When I first started dating, which took me a while in high school, I was hit with how awkward this was going to be. I could love her, be excited by her, but it was tainted by what I was. So there was no pure childish love that envelopes you and keeps you floating. Also, falling in love with my best friend was complicated, he was supposed to fall in love with me, not care what I was, who I was, just passionately love me. Instead, I pined for him and had to hide it entirely. Those movies didn’t prepare me for life at all, but they did help me get through some tough times.

I wanted to get away from my small town so badly. I didn’t have scholarships, my parents couldn’t afford college for me. So, it was the military for me, part of it was so that I could make my family proud (all the men had served in the military back four generations on both sides) and mostly so I could get away. Of course, that sort of back fired on me. Being male is all the rage in the military, they really like it if you aren’t different in any way, stand up straight, dress the same, don’t tuck the penis you didn’t ask for, shoot a gun, don’t wear panties. Also, there was a war I fought in. I shared the same space with cis men who denounce my kind now, but were weeping on my shoulder when our world was ending. I wept as well, but I’m not the duplicitous one in this story.

I got to see the world as a [not entirely] cis male. I got to live for 4 years as a [not entirely] cis male, trying to shrug off what I knew was an integral part of me. It never took. I dated women only, ignored my feelings for any men I might have liked, played it as straight as I could. It never took. I don’t know if I am really bisexual or pan or whatever, I believe that if you fall in love with someone, you love them, I don’t put a gender qualifier on it. Same with base sexual attraction, don’t care about gender at all, I’ve just been too afraid in life to try for a male sexual encounter, came close a few times but never fully went all the way. I don’t like beards on a man, I know that, kisses are too scratchy.

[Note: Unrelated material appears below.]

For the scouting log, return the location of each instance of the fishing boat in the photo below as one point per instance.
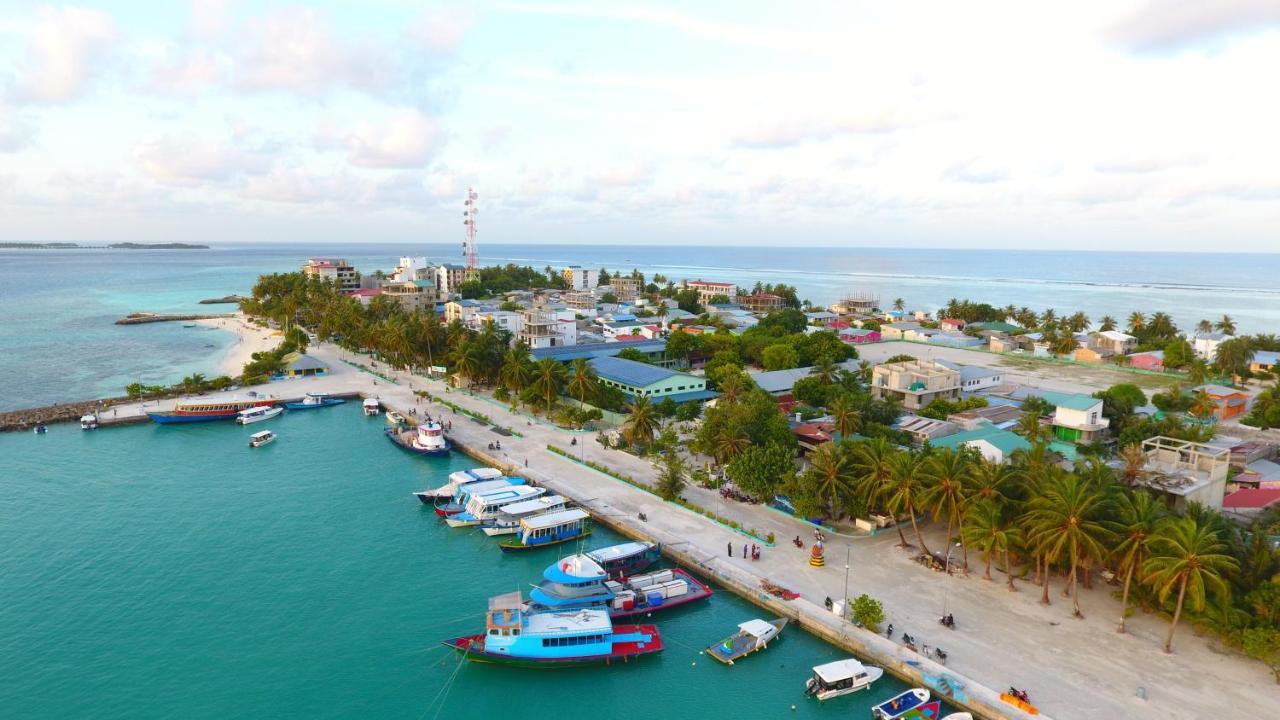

So, movies get me through life, romantic comedies mostly, romantic anything helps. In the Air Force it was “Top Gun” (yes I know it’s navy), a few years old but the movie had good staying power. And at the time I didn’t know Tom was bat-shit crazy.

In my later years, now-ish, my favourite is “Love, Actually” and why not, it has everything basically. Like in my youth, I am that girl standing in the doorway, while a guy who secretly loves me is quietly declaring his love for me.